There was that affair of the hornet's sting. How lustily she had howled when, stepping into the ash-gray nest down by the choke-pear-tree, she found herself surrounded by an army of angry enemies, darting little poisoned knives! How frantically she had run back to the house, rending the air with shrieks, and yet queerly conscious, after the first shock of surprise, that this was a curious experience and a great discovery, not alone of the power of hornets, but a discovery, too, of the power of pain in herself! Before she reached the house, and leaving a lusty yell only half finished in her throat, she had stopped to notice, with an excitement akin to pride, how the back of her hand and arm had puffed up to an enormous size, and was stinging still, as if a thousand knives were being turned about in the flesh. Here was something quite new. While it agonized her, it kept her sense of curiosity in a tumult of painful pleasure. She stood still, watching the hand swell, while the tears poured down her flushed cheeks, absorbed in noting the action of the poison, wondering how much more the uncanny power of the sting could swell her poor little distorted hand. Was there any pain more horrible than this? Was it possible human beings could endure anything worse? And if so, what? She shut her wet eyes, dizzy with suffering, and yet in the dim background of her mind almost avid of that intenser pang, if any such there were in the arsenal of Nature's weapons against man.

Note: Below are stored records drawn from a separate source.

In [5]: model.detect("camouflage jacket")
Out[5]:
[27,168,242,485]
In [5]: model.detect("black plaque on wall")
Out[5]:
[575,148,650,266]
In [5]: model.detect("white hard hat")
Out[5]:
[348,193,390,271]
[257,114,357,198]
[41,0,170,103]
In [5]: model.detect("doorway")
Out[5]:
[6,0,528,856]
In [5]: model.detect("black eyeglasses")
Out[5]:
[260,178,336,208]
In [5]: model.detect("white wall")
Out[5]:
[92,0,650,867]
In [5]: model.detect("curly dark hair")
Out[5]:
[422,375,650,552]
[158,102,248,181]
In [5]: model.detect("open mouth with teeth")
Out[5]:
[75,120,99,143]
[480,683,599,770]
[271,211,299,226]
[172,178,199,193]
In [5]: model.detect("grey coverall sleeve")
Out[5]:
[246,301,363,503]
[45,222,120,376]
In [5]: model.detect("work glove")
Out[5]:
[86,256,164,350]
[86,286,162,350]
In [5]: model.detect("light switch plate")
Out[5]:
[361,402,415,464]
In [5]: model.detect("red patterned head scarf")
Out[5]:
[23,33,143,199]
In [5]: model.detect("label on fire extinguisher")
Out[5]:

Later came the memorable attack of diphtheritic sore throat, that made them all so kind. That was one of the most diverting things that had ever happened to her, not merely because her father sat by her nearly all the time, when her grandmother was or wasn't there; not only because her unwary elders fell into discussions that, no matter where else they led, could not terminate in Val's being ejected from the room, just as they got to the interesting crisis; not because of the thrilling tales of her grandmother's old acquaintance, Betsy Patterson, of Baltima', her marriage with Jerome Bonaparte, and her journey, alone and friendless, half across the world, to meet her mortal enemy and brother-in-law, the great Napoleon. Not in these obvious delights alone lay the whole advantage of the diphtheria incident, but in the discovery that there was a sensation, in or under the actual pain itself, that was new, exciting, almost agreeable. It was touching experience at a fresh point, and was far from being altogether regrettable. This sharp pain when one tried to swallow was only a keener way of feeling alive, a new accomplishment of the alert, responsive body. As if with foreknowledge that her experience in this direction was going to be limited, or as though she had heard Sir Thomas Brown say, "There is some sapor in all ailments," Val showed every inclination to make the most of this one.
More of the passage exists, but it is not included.